The U.S. branch of T-Mobile is delaying its 5G launch from the first half of 2019 until the second, owing to a lack of compatible phones, its CTO said in a Monday interview. [Updated with correction by T-Mobile]

T-Mobile on iPhone XS



The hope was originally that phone makers would already be in a position to ship devices with 600-megahertz band support, Neville Ray explained to CNet. One of the first 5G phones, the Samsung Galaxy S10 5G, relies on higher-frequency bands that mostly limit it to AT&T, Verizon, and Sprint.

T-Mobile's focus on a lower band is deliberate, since while the millimeter wave technology used by AT&T and Verizon has faster speeds, its range is short. T-Mobile has a small number of millimeter wave towers.

"You can't go to a U.S. consumer and charge them a big premium and it works on three street corners," Ray commented.

One of the carrier's rivals, Sprint, will likewise skip millimeter wave when it deploys 5G in May. Even without it, devices may be able hit speeds as high as 430 megabits per second — considerably faster than most 4G connections. Sprint CEO Michel Combes said that if a merger with T-Mobile goes through, Sprint will be able to deploy 5G faster and with wider coverage. That deal faces opposition from parties concerned about shrinking competition in the U.S. telecoms industry.

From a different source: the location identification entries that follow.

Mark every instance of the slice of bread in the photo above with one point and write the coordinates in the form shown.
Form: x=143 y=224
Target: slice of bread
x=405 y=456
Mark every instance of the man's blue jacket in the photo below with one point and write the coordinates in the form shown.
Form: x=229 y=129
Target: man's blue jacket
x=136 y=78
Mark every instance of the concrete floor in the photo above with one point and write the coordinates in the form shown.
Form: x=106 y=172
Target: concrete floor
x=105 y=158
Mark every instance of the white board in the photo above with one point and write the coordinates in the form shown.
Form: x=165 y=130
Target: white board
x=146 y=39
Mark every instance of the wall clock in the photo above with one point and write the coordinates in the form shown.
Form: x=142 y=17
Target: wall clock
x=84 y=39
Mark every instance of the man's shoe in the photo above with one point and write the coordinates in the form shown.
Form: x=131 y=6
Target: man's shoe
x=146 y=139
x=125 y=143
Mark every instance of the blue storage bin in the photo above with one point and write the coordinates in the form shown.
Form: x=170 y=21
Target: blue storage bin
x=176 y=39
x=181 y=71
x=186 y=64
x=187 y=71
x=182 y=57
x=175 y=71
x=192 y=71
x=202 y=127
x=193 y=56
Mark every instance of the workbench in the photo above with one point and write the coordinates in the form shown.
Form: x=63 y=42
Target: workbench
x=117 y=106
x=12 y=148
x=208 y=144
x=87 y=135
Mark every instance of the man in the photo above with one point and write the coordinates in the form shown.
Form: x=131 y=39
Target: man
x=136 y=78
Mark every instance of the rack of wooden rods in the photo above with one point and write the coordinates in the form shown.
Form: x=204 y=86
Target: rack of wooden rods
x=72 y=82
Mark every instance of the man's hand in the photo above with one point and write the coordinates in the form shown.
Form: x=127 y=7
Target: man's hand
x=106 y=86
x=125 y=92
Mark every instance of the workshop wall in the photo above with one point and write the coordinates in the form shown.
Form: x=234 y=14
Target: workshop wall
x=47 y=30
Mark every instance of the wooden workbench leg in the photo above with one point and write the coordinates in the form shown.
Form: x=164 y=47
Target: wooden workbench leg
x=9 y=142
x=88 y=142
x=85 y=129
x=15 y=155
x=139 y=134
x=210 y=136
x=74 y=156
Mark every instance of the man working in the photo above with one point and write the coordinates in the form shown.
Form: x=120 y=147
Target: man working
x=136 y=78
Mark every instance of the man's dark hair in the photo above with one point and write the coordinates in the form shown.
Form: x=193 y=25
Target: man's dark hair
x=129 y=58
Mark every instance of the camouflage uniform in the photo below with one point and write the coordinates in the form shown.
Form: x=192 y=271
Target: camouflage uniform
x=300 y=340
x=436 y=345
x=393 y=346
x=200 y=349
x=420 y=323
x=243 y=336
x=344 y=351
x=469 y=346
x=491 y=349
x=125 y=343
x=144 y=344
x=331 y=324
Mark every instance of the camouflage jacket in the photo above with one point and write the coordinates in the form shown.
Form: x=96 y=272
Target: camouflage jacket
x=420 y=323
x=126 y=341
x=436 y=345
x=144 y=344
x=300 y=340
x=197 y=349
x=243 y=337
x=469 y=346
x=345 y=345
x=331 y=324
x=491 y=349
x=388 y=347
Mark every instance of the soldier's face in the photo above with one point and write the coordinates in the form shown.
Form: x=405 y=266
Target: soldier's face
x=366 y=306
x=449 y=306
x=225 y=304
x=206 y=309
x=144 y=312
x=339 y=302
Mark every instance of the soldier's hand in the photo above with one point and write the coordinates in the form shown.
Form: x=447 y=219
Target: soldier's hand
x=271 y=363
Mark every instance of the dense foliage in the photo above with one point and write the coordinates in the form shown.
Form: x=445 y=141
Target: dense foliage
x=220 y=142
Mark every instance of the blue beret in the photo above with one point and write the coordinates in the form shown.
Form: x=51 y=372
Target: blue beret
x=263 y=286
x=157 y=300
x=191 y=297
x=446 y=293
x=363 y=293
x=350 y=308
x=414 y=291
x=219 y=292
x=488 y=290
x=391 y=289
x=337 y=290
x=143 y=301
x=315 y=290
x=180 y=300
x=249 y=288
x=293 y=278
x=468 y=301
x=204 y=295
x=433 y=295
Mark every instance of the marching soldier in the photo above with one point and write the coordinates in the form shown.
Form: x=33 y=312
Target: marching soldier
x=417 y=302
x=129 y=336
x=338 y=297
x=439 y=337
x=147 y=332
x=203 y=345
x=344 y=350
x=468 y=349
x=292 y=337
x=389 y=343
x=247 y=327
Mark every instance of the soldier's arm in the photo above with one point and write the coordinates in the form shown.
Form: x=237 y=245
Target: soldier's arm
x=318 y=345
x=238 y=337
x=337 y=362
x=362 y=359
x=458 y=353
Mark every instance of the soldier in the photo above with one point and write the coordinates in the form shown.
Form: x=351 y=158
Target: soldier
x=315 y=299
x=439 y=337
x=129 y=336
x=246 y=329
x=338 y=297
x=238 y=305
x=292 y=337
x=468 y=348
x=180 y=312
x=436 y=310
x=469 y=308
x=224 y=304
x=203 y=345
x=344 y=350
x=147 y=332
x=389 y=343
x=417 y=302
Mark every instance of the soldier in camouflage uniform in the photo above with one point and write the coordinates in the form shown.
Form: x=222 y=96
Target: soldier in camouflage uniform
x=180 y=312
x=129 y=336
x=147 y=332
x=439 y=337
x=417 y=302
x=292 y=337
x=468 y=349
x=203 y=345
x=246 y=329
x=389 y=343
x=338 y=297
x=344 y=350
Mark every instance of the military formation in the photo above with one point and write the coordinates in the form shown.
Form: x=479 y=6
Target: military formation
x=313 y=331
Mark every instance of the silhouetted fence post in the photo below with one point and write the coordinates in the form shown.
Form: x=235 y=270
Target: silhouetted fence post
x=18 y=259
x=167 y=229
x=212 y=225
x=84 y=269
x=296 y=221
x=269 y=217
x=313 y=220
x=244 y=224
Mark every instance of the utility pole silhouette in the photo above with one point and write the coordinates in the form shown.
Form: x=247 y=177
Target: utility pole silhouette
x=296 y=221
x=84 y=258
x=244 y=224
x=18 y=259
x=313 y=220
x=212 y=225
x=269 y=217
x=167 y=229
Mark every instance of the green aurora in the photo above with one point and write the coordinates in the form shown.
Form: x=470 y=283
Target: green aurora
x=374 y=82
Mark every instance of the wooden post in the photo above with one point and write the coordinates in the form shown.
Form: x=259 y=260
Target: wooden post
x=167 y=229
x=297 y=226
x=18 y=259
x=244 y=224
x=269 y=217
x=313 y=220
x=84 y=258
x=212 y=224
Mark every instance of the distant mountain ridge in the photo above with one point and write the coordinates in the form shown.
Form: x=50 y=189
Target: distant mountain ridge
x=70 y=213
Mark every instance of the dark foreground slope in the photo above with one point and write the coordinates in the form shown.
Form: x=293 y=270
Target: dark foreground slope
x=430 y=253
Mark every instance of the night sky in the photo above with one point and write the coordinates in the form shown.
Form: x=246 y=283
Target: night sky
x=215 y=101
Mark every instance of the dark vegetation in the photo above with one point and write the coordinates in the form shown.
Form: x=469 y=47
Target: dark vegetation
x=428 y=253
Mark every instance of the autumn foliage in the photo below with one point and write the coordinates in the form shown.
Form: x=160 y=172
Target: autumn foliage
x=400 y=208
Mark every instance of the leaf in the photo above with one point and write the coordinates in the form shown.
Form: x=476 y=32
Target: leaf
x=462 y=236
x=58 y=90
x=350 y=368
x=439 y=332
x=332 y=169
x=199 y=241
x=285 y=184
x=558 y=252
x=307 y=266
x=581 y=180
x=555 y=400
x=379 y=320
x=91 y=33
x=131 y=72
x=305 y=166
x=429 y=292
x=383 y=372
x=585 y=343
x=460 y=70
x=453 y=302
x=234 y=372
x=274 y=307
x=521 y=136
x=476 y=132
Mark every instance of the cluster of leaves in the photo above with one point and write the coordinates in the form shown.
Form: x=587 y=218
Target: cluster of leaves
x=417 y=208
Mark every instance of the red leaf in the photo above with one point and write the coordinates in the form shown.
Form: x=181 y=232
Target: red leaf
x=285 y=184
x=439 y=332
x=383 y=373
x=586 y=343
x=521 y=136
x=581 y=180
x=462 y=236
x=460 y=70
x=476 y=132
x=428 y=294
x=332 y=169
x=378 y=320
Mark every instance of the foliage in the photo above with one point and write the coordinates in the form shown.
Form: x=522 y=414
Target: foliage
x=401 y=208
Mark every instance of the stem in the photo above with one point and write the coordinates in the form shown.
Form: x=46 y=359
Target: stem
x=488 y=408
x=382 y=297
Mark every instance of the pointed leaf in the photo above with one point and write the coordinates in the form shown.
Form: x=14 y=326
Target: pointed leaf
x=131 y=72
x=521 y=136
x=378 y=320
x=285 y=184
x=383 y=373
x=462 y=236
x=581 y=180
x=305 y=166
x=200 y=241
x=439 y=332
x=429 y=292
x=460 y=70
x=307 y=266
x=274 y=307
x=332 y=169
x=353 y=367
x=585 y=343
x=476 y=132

Apple isn't expected to add 5G to iPhones or iPads until 2020. That's probably because of its ongoing legal battles with Qualcomm, slow modem development at Intel, and the fact that general 5G coverage should remain small by the time this fall's iPhones are ready.

5G is considered crucial to the advancement of technologies like self-driving cars and augmented reality, both of which Apple is known to be working on.

Update: T-Mobile tells AppleInsider that the CNET piece is inaccurate, and that only its 600-megahertz deployment is coming in the second half of 2019. 5G on other bands is still coming in the first half.

"Everything is still on track as originally planned," a spokesman said.